Must-have skills / experience
- 4+ years working with large big datasets in production (event data, clickstreams, ad metrics).
- Strong SQL skills and ability to author performant analytical queries (window functions, aggregates, time-series).
- Experience with analytic columnar/OLAP stores (ClickHouse strongly preferred).
- Experience with data-lake/ query engines (Trino/Presto, Hive) or comparable query engines.
- Practical experience with streaming systems (Kafka or equivalent) and real-time processing patterns (minute rollups, stream materialized views).
- Experience working with BI tools (Looker, Tableau, Power BI, etc.): Building datasets, modeling metrics/dimensions, and making datasets performant for dashboarding and self-serve analytics.
- Familiarity with CI/CD for data jobs, dbt, or orchestration tools (Airflow, Prefect): Able to ship repeatable, tested pipelines and support automated backfills/re-rolls.
- Solid understanding of data partitioning, sharding, and physical schema choices that affect query performance in clustered stores.
- Comfortable reading application code to discover what is being logged and to propose instrumentation changes.
- Good statistics/math literacy (means, standard deviation, percentiles, sampling) and working knowledge of ad metrics (CPM, RPM, CTR) used to validate reporting and optimize ad delivery.
- Strong debugging mindset: Able to investigate data lineage, late/duplicate events, and data quality issues.
- Clear communicator who can explain technical tradeoffs and write documentation.
Nice-to-have
- Hands-on ClickHouse schema design and tuning experience.
- Experience managing or operating Hadoop/Trino/Hive clusters.
- Experience with additional stream processors (e.g., Flink, Spark Structured Streaming) or real-time materialized view systems.

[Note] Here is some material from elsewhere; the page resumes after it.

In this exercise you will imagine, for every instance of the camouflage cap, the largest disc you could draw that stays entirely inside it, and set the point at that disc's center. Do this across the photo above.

- Experience with LookML specifically (or deep Tableau/Power BI modeling experience).
- Experience with monitoring, SLAs for data latency, and data quality frameworks (tests, alerts, observability).
What success looks like in the first 3-6 months
- Delivered at least one new reporting pipeline from raw events to Looker/Tableau-ready tables with documentation and monitoring.
- Implemented a robust minute/near-real-time rollup
- Performed a gap analysis for 2 legacy reports and delivered a plan (and at least one quick win) to standardize/improve accuracy.
- Demonstrated reproducible processes to re-compute or backfill aggregated tables when late data arrives.
Work Details:
- Schedule: Monday to Friday, 6:00am- 3:00pm or 7:00am- 4:00pm (PH Time); depending on business needs
- Location: Makati | *Work from Home Until Further Notice
- Status: Full Time employment